I have two children: one is 7 years old and in first grade and the other is 10 years old and in fourth grade — but they are in the same class this year. They attend a small private school near our home where the children are grouped into multi-age classrooms where children of different grade levels learn side by side. There is a Primary program for children in Pre-K and Kindergarten, an Elementary program for children in grades 1 through 4, and a Middle School program for children in grades 5 through 8.
This is our first year at this school, and our first experience with multi-age classrooms. As a parent of (previously) struggling learners, I absolutely love this method of learning. My children went from performing below grade level, and in need of special accommodations in the public school, to performing at or above grade level within just a few months of the multi-age classroom environment. My children also look forward to going to school and come home happy and relaxed — which is the complete opposite of our public school experience.

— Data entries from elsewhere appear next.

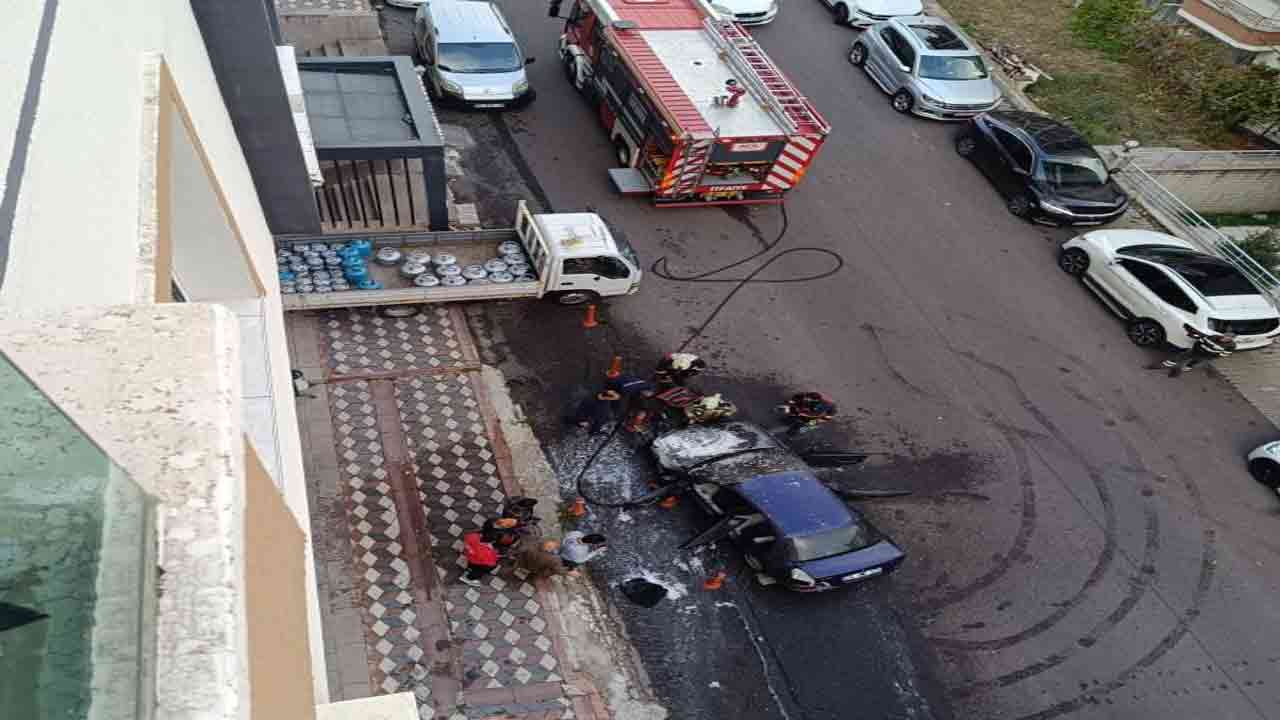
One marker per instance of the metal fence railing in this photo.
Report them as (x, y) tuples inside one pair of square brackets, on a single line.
[(1247, 16), (1206, 160), (1188, 224)]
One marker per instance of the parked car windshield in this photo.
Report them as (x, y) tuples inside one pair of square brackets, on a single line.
[(626, 250), (479, 58), (1075, 171), (836, 541), (952, 67), (1212, 277)]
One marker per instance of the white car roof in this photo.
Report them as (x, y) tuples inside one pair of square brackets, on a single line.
[(469, 22), (1120, 238)]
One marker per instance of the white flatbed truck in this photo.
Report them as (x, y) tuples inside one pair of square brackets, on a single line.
[(575, 256)]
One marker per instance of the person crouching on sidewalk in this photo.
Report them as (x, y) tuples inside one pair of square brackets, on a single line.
[(481, 559), (577, 548), (595, 413)]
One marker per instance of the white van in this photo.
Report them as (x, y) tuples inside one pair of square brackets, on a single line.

Multi-age classrooms are most common in Montessori schools, although there is educational research that supports multi-age classrooms due to the academic and social benefits it provides.
Children in multi-age classrooms experience a variety of benefits that children limited to their own grade level may miss out on. Some of the benefits include:
Improved Collaboration
Children are encouraged to support one another and learn from one another in multi-age classrooms more so than a traditional, single-grade classroom. Older children will often assist younger children with tasks that are difficult for them, which give the older children a sense of responsibility and importance. Younger children are often more eager to learn from an older child, and listen more intently to the child than to an adult.
Improved Social Development
The only time in our lives that we are separated based on our age is during our school years. When we move into our adult lives and into careers, we're grouped (more or less) according to our abilities and interests. In a multi-age classroom, children learn social skills that are based on a community, where people are not all the same and things are not always equal.
When children are interacting with other children of varying ages, they have been shown to develop a stronger sense of themselves and increased confidence. They develop the belief that they are capable of learning new things and are not afraid to try something new, even when it requires thinking outside the box.
Groupings Based on Ability
In a multi-age environment, the curriculum is taught to the group as a whole, but they all may be working at different levels based on their abilities and interest in the various subjects.
My children recently completed a unit on plant and animal cells for science. While my first grader is not expected to know how to spell the vocabulary words without help (mitochondria, vacuoles, etc.) he did learn what each of the cell parts are and could explain what they do just like my fourth grader. In a public school, children are rarely grouped according to ability anymore for fear of embarrassing anyone who is performing below average. When everyone is always working at their own level, there is never any shame — children just learn different subjects at different speeds.
Children Revisit and Expand on Topics at Various Levels
As children master concepts in a multi-age classroom, they are often able to advance to a more intense study of the material where a deeper level of understanding for the subject matter takes place. The typical single-grade classroom will only cover each topic at an overview level before moving on to the next topic in order to follow a predefined curriculum based on the child's age level.